Re: Paper and slides on indefiniteness of CH

Dear Sy,

Not quite the answer I was hoping to get but entertaining none the less.

On Oct 14, 2014, at 12:21 PM, Sy David Friedman  wrote:

Max likes this idea but now the problem is that the set-theorists are facing challenges that they have never seen before. The forms of maximality that Max wants are so new that the set-theorists don’t yet have the tools to figure out which forms are consistent and which are not; also they want to keep Max happy. Max is just honestly trying to understand how maximality is best captured mathematically, but in the lengthy and complex process of discovery there are many wrong turns and disappointments, laced with some successes. Although the process exhibits genuine progress, converging closer and closer to the kind of maximality principle Max is looking for, the challenge of providing consistent forms of maximality that will answer Max’s fair questions is enormously difficult. We can’t blame Max! He is just a sincere and likable guy who has “set out to discover what the world of Maximality is like, the range of what there is to the notion and its various properties and behaviours”. The set-theorists learn to like him and develop an equally sincere hope to fulfill his highest expectations.

So during the course of this entire email thread, HP seems to have evolved from declaring as you did in your first summary message to Sol of August 12:

I conjecture that CH is false as a consequence of my Strong Inner Model Hypothesis (i.e.
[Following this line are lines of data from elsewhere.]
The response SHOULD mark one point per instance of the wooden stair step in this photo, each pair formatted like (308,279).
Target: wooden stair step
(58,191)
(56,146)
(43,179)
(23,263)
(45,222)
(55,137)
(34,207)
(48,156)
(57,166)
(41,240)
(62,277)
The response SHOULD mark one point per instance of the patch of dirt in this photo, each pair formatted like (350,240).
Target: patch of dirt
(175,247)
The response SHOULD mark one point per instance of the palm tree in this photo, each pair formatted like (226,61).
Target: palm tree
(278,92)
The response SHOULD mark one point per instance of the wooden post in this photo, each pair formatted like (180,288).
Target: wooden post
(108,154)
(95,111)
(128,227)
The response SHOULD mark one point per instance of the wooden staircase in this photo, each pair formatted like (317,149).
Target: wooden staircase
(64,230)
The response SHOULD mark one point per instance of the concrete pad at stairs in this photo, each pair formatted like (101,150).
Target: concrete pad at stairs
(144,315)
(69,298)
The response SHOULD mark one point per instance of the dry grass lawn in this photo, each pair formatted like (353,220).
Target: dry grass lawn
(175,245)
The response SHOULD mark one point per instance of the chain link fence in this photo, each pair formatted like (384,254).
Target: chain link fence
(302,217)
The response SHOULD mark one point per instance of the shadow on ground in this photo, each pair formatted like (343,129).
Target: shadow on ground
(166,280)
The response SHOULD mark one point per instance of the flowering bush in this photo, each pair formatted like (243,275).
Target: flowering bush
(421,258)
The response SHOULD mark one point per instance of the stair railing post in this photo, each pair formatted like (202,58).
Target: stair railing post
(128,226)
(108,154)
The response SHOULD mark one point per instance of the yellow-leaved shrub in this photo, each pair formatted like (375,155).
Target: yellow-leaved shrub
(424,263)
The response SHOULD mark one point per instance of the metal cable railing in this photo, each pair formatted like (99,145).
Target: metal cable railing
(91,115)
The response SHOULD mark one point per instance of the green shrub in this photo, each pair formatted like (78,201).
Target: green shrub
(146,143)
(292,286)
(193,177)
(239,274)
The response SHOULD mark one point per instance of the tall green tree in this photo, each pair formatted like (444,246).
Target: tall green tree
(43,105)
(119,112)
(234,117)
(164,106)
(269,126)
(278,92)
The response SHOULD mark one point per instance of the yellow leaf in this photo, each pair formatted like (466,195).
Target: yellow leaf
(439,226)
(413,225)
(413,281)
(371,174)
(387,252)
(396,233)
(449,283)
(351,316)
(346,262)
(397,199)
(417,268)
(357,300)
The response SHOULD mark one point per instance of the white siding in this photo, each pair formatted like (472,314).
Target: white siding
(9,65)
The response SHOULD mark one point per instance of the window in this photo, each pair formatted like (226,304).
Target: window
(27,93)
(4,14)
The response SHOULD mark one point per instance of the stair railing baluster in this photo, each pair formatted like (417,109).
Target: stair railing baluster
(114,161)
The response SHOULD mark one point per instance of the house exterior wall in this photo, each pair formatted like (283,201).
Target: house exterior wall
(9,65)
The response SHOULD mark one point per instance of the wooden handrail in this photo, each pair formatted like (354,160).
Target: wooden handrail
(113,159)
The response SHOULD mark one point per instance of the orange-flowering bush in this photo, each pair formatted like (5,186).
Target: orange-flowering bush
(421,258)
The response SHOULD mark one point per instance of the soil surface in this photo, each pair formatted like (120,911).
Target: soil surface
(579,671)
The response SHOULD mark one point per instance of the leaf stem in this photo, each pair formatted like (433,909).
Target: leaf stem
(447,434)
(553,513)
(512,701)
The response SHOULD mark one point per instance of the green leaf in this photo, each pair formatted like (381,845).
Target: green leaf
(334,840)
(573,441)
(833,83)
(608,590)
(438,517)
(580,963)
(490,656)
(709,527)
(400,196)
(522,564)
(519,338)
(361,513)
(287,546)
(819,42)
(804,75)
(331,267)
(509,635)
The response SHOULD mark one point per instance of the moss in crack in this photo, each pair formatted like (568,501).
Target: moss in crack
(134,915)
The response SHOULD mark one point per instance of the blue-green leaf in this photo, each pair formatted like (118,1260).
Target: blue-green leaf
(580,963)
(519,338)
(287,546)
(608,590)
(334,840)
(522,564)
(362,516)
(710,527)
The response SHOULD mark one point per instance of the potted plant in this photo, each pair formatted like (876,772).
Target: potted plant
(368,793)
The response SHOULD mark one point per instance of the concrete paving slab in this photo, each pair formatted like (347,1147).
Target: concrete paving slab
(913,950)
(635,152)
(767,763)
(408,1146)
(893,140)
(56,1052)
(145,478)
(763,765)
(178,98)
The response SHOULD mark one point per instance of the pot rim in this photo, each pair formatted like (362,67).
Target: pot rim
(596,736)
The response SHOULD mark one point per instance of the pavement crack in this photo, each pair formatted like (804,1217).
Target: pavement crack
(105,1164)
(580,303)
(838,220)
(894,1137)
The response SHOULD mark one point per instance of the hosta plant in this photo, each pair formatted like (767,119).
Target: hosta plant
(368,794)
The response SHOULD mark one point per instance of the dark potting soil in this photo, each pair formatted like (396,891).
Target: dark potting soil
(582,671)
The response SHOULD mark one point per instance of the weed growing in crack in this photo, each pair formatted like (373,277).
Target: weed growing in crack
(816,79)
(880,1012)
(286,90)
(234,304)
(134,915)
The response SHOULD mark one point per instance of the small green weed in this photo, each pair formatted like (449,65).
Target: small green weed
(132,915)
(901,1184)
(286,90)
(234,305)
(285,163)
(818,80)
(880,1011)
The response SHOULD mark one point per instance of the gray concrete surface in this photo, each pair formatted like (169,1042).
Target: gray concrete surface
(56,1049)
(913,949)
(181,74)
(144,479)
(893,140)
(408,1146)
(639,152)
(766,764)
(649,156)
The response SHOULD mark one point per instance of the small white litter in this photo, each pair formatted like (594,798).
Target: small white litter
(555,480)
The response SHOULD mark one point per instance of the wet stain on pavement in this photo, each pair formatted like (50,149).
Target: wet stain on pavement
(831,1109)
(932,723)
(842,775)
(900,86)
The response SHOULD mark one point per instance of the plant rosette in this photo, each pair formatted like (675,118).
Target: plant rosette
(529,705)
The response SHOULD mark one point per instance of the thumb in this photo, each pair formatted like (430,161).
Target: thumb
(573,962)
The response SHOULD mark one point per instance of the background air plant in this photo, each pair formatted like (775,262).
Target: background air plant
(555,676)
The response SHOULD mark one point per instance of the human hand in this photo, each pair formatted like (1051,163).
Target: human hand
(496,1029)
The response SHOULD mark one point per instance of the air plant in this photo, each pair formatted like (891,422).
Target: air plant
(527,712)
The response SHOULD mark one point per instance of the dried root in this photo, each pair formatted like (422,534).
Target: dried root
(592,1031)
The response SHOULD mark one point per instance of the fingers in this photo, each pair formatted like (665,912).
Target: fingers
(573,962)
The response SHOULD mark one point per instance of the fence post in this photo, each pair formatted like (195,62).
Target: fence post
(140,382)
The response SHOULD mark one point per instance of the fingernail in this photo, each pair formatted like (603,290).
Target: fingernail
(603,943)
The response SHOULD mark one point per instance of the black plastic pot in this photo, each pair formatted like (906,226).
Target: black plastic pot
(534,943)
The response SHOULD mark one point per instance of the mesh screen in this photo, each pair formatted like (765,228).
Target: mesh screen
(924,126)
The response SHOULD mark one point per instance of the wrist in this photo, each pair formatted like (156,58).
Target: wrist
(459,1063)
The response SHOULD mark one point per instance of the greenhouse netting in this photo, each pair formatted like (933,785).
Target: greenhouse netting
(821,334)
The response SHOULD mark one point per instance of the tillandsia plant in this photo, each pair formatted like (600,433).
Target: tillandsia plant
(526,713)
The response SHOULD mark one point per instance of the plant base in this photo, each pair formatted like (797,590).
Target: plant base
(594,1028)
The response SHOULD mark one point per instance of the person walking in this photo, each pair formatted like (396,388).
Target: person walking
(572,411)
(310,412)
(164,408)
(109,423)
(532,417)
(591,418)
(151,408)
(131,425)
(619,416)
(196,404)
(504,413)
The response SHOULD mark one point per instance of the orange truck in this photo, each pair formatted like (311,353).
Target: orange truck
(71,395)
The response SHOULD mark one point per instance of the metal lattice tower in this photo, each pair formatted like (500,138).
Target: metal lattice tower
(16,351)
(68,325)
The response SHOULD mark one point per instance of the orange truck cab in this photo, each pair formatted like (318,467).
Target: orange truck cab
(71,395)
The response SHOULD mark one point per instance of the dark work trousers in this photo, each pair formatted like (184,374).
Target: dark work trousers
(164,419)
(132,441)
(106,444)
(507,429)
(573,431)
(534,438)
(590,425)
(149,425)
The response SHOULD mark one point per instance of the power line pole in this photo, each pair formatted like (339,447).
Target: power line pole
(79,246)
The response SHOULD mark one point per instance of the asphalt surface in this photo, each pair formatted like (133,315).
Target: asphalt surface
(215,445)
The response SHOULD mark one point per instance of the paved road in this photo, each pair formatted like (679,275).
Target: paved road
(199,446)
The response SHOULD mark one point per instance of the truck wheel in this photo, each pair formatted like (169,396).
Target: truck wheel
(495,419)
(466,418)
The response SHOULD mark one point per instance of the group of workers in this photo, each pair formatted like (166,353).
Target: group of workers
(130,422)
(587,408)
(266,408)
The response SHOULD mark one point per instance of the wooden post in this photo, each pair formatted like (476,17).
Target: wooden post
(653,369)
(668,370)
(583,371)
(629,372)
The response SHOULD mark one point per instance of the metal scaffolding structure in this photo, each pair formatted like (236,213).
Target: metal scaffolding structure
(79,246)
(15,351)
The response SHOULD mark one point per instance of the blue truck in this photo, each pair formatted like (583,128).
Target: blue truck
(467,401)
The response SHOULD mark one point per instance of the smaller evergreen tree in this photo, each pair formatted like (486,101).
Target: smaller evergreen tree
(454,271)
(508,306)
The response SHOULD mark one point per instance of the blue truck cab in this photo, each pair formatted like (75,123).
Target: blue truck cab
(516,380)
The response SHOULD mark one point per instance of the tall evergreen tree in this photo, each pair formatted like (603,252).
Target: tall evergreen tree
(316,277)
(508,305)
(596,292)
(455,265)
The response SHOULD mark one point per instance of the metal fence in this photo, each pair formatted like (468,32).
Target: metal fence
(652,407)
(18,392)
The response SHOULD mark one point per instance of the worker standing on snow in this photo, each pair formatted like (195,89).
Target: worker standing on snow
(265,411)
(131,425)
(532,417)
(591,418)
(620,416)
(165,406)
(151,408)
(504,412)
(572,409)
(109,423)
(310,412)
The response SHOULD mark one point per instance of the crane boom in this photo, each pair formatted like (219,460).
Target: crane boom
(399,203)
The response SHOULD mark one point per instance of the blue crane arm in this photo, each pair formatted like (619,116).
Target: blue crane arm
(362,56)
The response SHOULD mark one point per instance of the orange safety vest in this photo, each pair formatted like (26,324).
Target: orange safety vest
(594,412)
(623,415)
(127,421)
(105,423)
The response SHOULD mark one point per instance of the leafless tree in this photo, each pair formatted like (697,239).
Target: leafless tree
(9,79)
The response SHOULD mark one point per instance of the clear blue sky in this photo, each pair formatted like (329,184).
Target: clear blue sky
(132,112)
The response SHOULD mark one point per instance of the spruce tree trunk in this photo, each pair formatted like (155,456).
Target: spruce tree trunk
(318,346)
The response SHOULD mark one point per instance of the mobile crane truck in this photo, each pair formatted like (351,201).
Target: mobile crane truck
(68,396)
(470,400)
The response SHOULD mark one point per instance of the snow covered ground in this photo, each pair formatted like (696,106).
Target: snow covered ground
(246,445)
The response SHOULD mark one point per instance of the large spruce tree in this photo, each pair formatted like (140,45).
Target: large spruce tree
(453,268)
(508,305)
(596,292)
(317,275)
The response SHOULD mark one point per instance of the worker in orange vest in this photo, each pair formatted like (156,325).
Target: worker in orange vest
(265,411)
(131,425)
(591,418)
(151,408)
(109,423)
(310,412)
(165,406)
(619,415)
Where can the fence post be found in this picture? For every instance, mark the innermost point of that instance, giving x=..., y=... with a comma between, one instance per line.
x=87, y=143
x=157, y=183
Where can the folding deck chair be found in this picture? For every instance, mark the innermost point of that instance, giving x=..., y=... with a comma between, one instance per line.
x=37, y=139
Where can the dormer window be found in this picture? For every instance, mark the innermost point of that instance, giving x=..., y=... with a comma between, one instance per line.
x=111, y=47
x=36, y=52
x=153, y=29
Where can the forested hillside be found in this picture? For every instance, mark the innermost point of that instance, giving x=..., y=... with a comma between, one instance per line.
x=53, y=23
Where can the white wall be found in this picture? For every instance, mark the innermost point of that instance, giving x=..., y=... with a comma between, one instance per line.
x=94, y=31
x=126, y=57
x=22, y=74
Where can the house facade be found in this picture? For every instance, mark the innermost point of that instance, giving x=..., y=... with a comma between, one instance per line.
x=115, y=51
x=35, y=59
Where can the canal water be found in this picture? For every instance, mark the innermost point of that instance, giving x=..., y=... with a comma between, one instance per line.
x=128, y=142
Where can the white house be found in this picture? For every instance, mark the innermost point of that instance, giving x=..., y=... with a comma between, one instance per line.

Levy absoluteness with “cardinal-absolute parameters” for cardinal-preserving extensions) or one of its variants which is compatible with large cardinals existence.

(Aside: This is an extraordinary claim which you amplify in writing on Oct 13: “Further, as I said, I think there is a good chance of arriving at an optimal HP criterion”)

to the point that it is reduced to a collection of extremely difficult problems in the structure theory of countable transitive models of ZFC; i.e. the only principle left standing seems to be $\textsf{SIMH}^\#$ (but maybe that has also fallen or been reduced to a rough uncut principle), and this has been formulated to make any near term analysis impossible. You seem to feel this is a positive attribute of HP.

I would argue instead that this is simply a sort of coming of age for Set Theory; i.e. we can now pose simple questions about models of Set Theory which seem completely out of reach.

Number Theory is full of such problems. And one can easily generate such problems in a foundational framework.

Max it turns out has a cousin, RD (really difficult)  who proposes that Number Theorists should study “Ackermann Transcendental Number Theory”.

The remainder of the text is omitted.